A research team at the Center for Molecular Spectroscopy and Dynamics (CMSD) within the Institute for Basic Science (IBS) in Seoul, South Korea, and the Korea University, recently revealed the origin of the wettability of graphene. Wettability is the ability of the interfacial water to maintain contact with a solid surface, and it depends on the material's hydrophobicity. Unlike most materials, the wettability of graphene varies depending on the type of substrate. More specifically, the wettability of the substrate is weakly affected by the presence of a single graphene layer on its surface. Such a peculiar wettability of graphene has been described by the term "wetting transparency" because the wetting properties at the graphene-water interface have little effect on the substrate-water interaction through the thin graphene.
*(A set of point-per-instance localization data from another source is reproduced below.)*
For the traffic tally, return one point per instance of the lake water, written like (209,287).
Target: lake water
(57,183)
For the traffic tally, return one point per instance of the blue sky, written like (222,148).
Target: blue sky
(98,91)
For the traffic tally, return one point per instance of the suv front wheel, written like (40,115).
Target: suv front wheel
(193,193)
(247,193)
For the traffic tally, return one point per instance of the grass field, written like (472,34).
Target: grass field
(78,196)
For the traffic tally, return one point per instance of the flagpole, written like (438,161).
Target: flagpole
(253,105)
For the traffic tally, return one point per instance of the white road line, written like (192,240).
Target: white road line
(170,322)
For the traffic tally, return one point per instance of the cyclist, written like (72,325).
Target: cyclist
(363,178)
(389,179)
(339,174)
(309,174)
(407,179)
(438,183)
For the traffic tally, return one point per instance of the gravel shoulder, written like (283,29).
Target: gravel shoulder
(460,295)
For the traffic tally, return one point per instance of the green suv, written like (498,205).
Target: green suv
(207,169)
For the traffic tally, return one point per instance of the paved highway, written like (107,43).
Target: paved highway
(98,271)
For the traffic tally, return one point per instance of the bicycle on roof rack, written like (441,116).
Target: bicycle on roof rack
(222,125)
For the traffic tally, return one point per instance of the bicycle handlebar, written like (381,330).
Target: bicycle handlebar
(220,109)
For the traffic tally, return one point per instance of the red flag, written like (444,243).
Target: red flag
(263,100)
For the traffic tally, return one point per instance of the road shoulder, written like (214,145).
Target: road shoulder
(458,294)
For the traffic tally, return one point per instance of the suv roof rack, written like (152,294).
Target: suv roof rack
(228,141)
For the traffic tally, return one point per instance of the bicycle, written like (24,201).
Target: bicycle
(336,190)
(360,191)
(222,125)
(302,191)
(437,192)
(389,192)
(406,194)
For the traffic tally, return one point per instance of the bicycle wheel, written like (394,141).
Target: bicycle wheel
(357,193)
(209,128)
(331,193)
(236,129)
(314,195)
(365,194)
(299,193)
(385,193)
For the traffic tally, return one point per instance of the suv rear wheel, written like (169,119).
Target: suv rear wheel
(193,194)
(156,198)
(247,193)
In their new work, the team succeeded at observing the hydrogen-bond structure of water molecules at graphene-water interfaces using a technique called 'vibrational sum-frequency generation spectroscopy (VSFG)'. VSFG is a second-order nonlinear spectroscopy that can be used to selectively analyze molecules with broken centrosymmetry. It is an ideal method for studying the behavior and structures of water molecules at the graphene interface since the water molecules in the bulk liquid are not visible due to their isotropic distribution of molecular orientations.
The research team observed the VSFG spectra of water molecules on a multi-layer graphene covering a calcium fluoride (CaF2) substrate. They were able to track changes in the hydrogen bond structure of water molecules. When there were four or more layers of graphene, a characteristic peak at ~3,600 cm-1 started to appear in the VFSG spectra. This peak corresponds to the water molecules with the dangling -OH groups that do not form hydrogen bonds with neighboring water molecules, which is a characteristic feature that has been commonly found for water at the hydrophobic interface. This result is the first observation showing the molecular-level structure of water at the water-graphene interface.
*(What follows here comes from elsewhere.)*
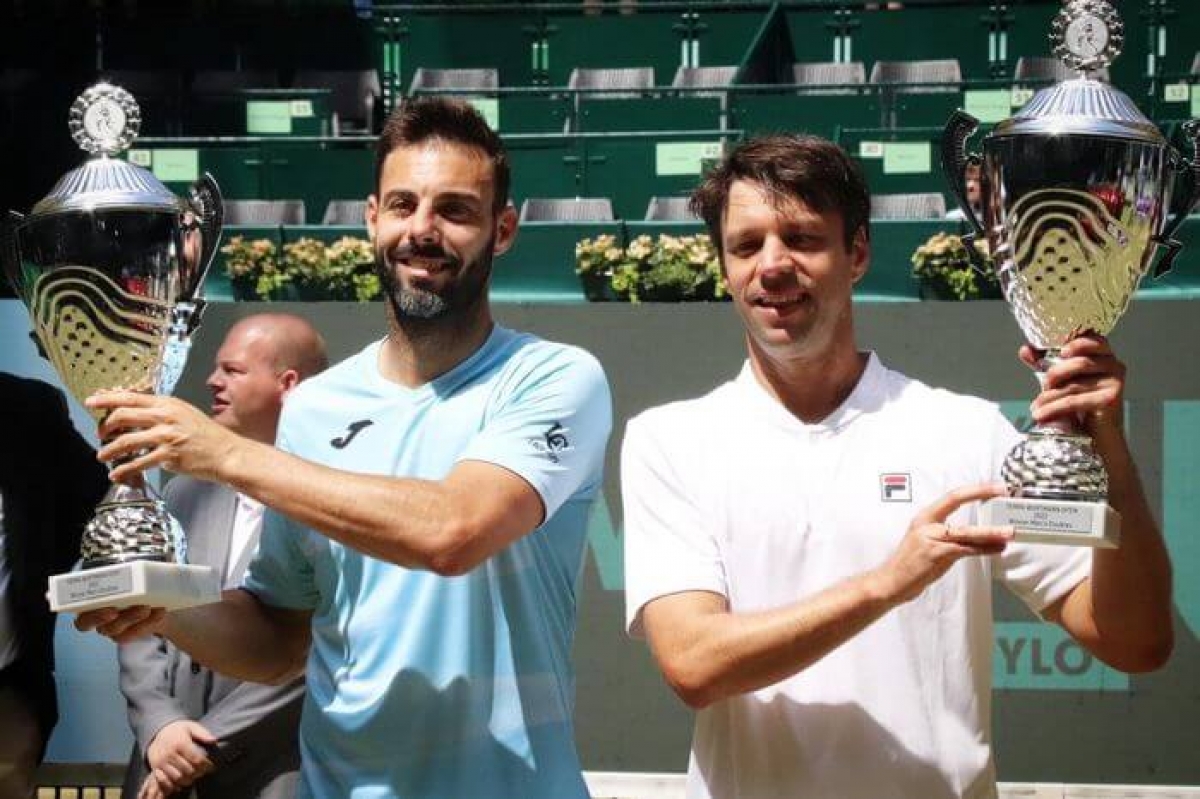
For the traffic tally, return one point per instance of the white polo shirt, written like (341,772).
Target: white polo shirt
(731,493)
In addition, the researchers compared the VSFG wettability value that they could calculate from the measured spectra to the estimated adhesion energy that is related to the measured WCAs (water contact angles). They found that both properties are highly correlated with each other. This observation suggests that the VSFG could be an incisive tool for studying the wettability of two-dimensional materials at the molecular level. It also showed the possibility of using VSFG as an alternative to measuring the adhesion energy of water on buried surfaces, where measuring the water contact angle is difficult or even impossible.
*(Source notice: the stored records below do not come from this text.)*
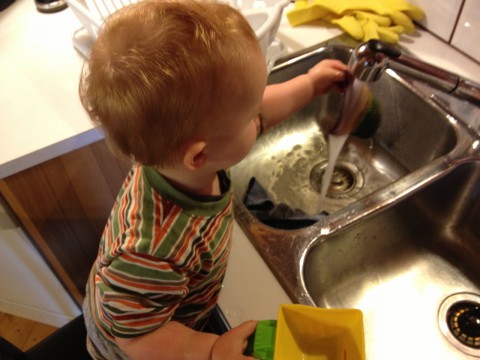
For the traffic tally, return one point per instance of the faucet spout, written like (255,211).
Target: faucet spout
(371,58)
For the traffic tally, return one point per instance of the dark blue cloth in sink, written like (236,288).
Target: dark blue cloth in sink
(280,216)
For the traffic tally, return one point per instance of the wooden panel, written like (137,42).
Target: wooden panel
(63,204)
(23,333)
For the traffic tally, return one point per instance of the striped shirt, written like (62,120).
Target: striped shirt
(162,257)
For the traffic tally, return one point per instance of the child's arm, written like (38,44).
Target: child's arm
(281,100)
(177,342)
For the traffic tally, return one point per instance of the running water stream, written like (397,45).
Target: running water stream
(349,113)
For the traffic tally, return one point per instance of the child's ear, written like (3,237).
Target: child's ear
(194,156)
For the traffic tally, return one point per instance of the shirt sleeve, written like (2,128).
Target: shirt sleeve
(139,293)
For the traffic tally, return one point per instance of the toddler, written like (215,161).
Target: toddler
(179,87)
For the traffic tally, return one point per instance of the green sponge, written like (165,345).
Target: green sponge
(261,344)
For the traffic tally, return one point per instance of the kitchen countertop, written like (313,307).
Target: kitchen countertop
(42,118)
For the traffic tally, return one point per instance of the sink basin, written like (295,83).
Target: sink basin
(405,267)
(289,160)
(401,242)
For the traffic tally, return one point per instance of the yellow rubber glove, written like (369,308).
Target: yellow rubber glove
(361,19)
(350,25)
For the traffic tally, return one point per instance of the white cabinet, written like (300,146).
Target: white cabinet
(441,16)
(467,31)
(28,287)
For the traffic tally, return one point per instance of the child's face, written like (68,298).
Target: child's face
(239,132)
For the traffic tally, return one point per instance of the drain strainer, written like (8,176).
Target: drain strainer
(459,320)
(346,179)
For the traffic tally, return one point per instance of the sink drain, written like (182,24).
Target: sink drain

The first and second authors KIM Donghwan and KIM Eunchan Kim note: "This study is the first case describing the increasing hydrophobicity of the graphene surface at a molecular level depending on the number of graphene layers," and "Vibrational sum-frequency generation spectroscopy could be used as a versatile tool for understanding the properties of any functional two-dimensional materials."
Prof. CHO Minhaeng, the Director of CMSD, notes: "For applications where graphene is utilized in water solution, the hydrophobicity of the interface is one of the key factors in determining the efficiency of graphene layers for various application. This research is expected to provide basic scientific knowledge for an optimal design of graphene-based devices in the future."